Rufus Norris's 2006 revival of this Kander & Ebb classic blew me away with its dark, fiercely energised and full-frontal vision of Weimar Berlin as a society gyrating its crotch at the edge of the abyss – at once a drug-fuelled hotbed of rampant, polymorphous perversity and a fertile seedbed for Nazism whose rise emerged in pointed conjunction with the spread of neurasthenic kinkiness.
Now the show is back in a re-imagined version in which Norris and his choreographer, Javier de Frutos, often find fresh and arresting way of expressing the same conception, with certain key numbers staged completely differently.
It's Will Young's Emcee who now sings “Tomorrow Belongs To Me”, the fascist portent of this anthem chillingly revealed as he switches from a pretence of sweet-voiced youthful purity into a mad, malign puppeteer. Jerked by his strings, a chorus of traditionally dressed rustics becomes a mountingly militaristic, pistol-toting mob who decorate him with a scribbled Hitler moustache at the climax of the first half.
At the same time, the production seems to have some lost some of its dangerous edge (the depravity can look a bit strenuously dutiful rather than driven).
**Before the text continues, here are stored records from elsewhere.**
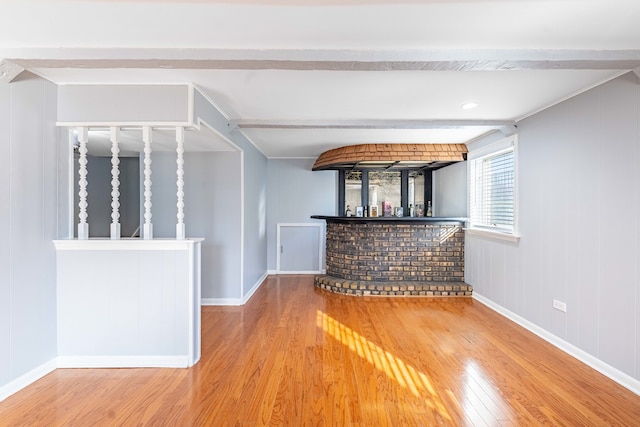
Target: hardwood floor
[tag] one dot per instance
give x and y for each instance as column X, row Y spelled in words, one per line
column 295, row 355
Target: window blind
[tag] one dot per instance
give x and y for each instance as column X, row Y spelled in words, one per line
column 492, row 191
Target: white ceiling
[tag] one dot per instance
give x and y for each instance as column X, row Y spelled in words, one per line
column 301, row 77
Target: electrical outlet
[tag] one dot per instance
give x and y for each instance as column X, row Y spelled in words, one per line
column 559, row 305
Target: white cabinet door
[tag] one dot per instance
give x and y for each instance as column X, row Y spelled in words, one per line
column 299, row 248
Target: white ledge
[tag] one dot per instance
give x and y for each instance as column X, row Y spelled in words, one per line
column 493, row 235
column 106, row 244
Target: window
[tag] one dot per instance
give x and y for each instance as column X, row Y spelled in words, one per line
column 492, row 187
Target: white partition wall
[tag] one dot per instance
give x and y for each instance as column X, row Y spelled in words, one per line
column 128, row 303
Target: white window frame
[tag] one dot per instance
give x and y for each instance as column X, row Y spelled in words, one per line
column 482, row 152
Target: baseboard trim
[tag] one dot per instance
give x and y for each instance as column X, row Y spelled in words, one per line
column 235, row 301
column 122, row 362
column 609, row 371
column 27, row 379
column 221, row 301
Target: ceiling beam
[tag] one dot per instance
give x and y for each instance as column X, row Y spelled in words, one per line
column 329, row 60
column 370, row 124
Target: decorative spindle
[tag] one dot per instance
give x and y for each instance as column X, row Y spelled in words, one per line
column 115, row 184
column 83, row 226
column 148, row 226
column 180, row 229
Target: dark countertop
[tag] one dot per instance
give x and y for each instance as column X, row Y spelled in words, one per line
column 392, row 219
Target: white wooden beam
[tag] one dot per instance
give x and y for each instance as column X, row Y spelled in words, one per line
column 336, row 60
column 367, row 124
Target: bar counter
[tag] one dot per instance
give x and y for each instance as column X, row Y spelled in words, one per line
column 394, row 256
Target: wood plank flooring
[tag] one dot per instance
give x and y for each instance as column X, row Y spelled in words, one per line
column 295, row 355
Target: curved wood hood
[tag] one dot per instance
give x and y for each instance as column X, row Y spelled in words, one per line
column 391, row 156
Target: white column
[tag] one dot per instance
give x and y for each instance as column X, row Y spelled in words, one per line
column 83, row 226
column 180, row 229
column 147, row 230
column 115, row 184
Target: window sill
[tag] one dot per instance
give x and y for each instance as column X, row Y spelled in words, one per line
column 493, row 235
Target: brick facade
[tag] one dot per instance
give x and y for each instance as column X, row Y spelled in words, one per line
column 386, row 252
column 369, row 258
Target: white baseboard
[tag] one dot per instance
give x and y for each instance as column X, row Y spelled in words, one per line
column 221, row 301
column 254, row 288
column 123, row 361
column 26, row 379
column 609, row 371
column 235, row 301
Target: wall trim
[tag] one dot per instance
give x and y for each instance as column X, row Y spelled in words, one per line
column 220, row 301
column 609, row 371
column 122, row 362
column 24, row 380
column 235, row 301
column 254, row 288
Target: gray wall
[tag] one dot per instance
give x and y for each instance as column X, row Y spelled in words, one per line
column 28, row 224
column 295, row 193
column 99, row 196
column 579, row 221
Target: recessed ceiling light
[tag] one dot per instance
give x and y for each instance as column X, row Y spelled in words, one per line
column 469, row 105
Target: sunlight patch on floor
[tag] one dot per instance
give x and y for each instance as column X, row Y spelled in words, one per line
column 405, row 375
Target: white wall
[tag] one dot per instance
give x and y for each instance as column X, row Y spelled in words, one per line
column 28, row 225
column 579, row 221
column 212, row 210
column 295, row 192
column 252, row 168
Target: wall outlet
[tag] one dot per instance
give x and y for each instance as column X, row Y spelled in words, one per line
column 559, row 305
Young, of Pop Idol fame, sings beautifully and has bags of stage presence in his leather hot pants.
A whiff of Frank Spencer, though, rather than an odour of corruption and moral ambiguity clings to this master of ceremonies whose mock-”don't-mind me” ingratiating manner lacks sufficient irony and doesn't confuse or challenge the audience with contradictory signals.
But he can't be accused of lacking guts or aplomb – whether grotesquely bloated with balloons and scoffing currency for the hyper-inflation satire in the “Money” song or giving an achingly wistful rendition of “I Don't Care Much”, while adrift and off-duty in a dressing-gown, he makes a genuinely distinctive impression.
Michelle Ryan, by contrast, signally fails to rise to the occasion of Sally Bowles. Instead of showing us the emotional flakiness and need behind the heroine's show of worldly bravado, she gives us a wholesome, healthy girl who is about as “divinely decadent” as a lacrosse match followed by a hearty cream tea. Deficient in either charisma or sense of inner conflict, her performance of both “Maybe This Time” and the title number is painful in quite the wrong ways.
The show is still worth seeing for its bold imaginative sweep and for Sian Phillips's deeply touching Fraulein Schneider, even if coming to this Cabaret is not quite what it was, old chum.